Suppression du niveau communal
Le premier changement structurel apporté par l’ordonnance bruxelloise est la suppression du niveau communal. Même si la Région était déjà l’autorité de tutelle/de contrôle, les communes donnaient leur avis sur les finances de la paroisse et payaient les éventuels suppléments financiers. Ce niveau a donc tout à fait disparu. Il est étonnant de noter que c’est l’inverse de sa voisine wallonne qui avait, elle, supprimé l’échelon régional au profit des communes (la Région restant l’arbitre dans certains cas). Cette évolution à Bruxelles va de pair avec la disparition de la notion de circonscription territoriale, considérée comme obsolète. Dans la capitale, on prend en compte que les fidèles assistent au culte dans la paroisse de leur choix.

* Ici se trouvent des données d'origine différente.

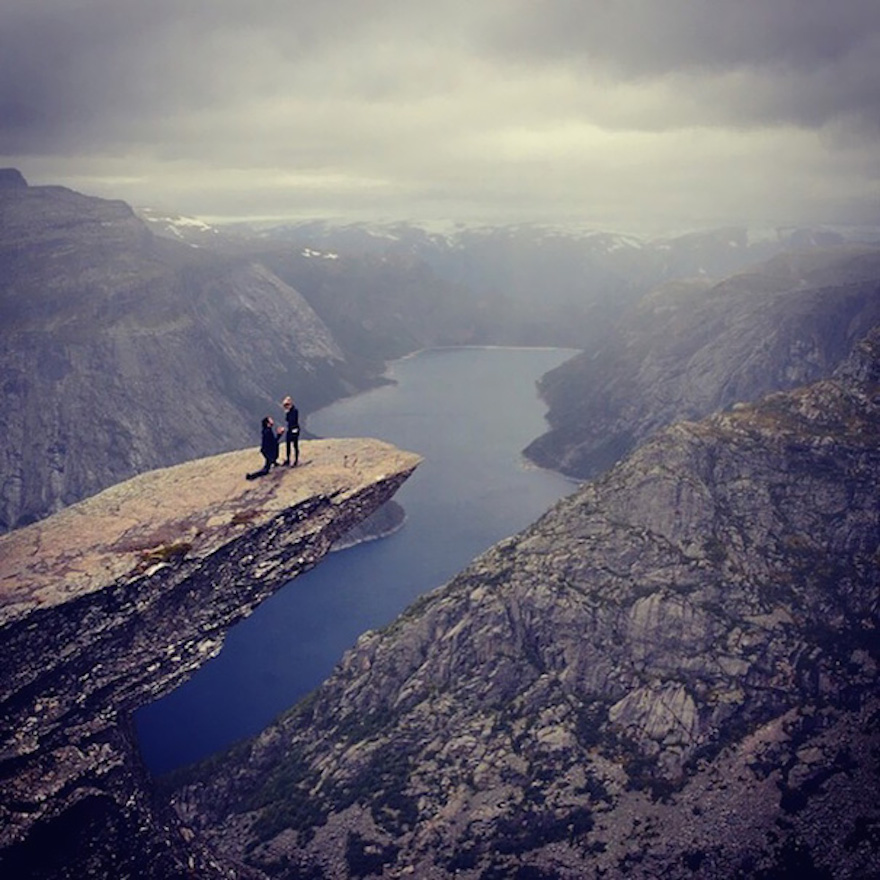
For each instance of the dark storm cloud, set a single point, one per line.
(804, 61)
(696, 110)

Dans la même logique, c’est la Région qui se chargera désormais de verser une indemnité de logement au ministre du culte et non plus la commune. Autre coupure par rapport au passé : il semble que l’obligation des autorités est supprimée lorsque l’établissement peut fournir lui-même un logement au ministre desservant. Par contre, si une commune fournissait un bâtiment au ministre du culte, le texte de loi prévoit la possibilité pour la commune de céder le logement à titre gratuit à la fabrique d’Eglise.
Plus d’informations sur les communautés
L’ordonnance prévoit aussi de fournir plus d’information sur les paroisses, notamment via l’organe représentatif qui semble plus mis à contribution qu’avant. Par exemple, celui-ci doit dorénavant fournir chaque année au Gouvernement la liste de toutes les communautés locales qui sont placées sous sa « juridiction » (ou du moins affiliées), que ces communautés soient reconnues ou non. Parmi les informations à transmettre, figure le nombre de membres que compte la communauté locale. Le texte prévoit que toute communauté reconnue ou qui demande sa reconnaissance compte au moins 200 membres.

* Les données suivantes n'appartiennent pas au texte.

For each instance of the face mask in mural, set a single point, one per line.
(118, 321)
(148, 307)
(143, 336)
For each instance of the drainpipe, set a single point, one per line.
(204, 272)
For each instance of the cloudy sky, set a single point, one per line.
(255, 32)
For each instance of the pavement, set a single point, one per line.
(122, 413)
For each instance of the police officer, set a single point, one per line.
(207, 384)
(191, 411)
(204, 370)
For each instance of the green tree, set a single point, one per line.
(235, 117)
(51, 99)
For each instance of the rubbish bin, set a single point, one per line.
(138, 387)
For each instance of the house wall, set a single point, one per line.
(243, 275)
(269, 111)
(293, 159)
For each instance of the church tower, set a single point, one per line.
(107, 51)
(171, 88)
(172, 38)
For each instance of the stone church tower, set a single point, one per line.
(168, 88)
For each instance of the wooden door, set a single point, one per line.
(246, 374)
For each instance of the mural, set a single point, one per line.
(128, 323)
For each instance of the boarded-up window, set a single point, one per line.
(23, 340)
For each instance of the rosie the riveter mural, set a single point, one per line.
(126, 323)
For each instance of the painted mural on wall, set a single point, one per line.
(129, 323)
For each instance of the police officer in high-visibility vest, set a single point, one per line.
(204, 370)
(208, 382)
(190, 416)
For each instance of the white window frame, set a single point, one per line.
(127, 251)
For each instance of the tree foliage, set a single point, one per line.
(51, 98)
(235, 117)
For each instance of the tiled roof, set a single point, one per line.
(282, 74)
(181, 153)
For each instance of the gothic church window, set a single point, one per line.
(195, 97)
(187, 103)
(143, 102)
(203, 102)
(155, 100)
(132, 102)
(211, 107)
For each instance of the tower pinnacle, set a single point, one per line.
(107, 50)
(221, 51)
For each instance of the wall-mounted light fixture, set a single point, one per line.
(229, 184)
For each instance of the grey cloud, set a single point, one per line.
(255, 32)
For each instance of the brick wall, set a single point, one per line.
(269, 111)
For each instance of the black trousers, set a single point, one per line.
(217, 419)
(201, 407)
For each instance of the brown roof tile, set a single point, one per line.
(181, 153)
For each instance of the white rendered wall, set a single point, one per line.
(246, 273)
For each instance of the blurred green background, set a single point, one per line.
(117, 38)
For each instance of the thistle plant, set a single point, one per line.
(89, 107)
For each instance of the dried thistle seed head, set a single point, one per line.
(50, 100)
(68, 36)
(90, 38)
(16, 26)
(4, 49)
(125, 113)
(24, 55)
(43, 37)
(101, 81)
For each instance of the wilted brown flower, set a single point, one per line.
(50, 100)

Cette liste permet aussi aux autorités d’enregistrer les communautés qui comptent demander leur reconnaissance dans le futur. Celle-ci n’est en effet accordée qu’après une période d’attente de 3 ans. La Flandre prévoyait, dans son nouveau décret, une période de 4 ans.

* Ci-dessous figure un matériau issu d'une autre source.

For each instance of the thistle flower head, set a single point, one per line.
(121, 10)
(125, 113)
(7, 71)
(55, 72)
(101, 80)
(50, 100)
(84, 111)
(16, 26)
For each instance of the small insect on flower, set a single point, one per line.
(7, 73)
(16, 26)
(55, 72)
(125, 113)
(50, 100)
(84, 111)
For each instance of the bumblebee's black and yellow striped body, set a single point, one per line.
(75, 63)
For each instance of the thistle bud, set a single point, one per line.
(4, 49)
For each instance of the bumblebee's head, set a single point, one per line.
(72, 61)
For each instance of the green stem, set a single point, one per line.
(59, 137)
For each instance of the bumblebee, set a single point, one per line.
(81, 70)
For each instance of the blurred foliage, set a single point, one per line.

Cependant, l’obligation de mentionner toutes les communautés, même les communautés non reconnues qui ne souhaitent pas s’enregistrer, n’est pas très explicite dans la loi. Rappelons-nous que le Conseil d’Etat avait rejeté l’obligation d’enregistrement des communautés non reconnues prévue par le décret wallon sur les critères de reconnaissances.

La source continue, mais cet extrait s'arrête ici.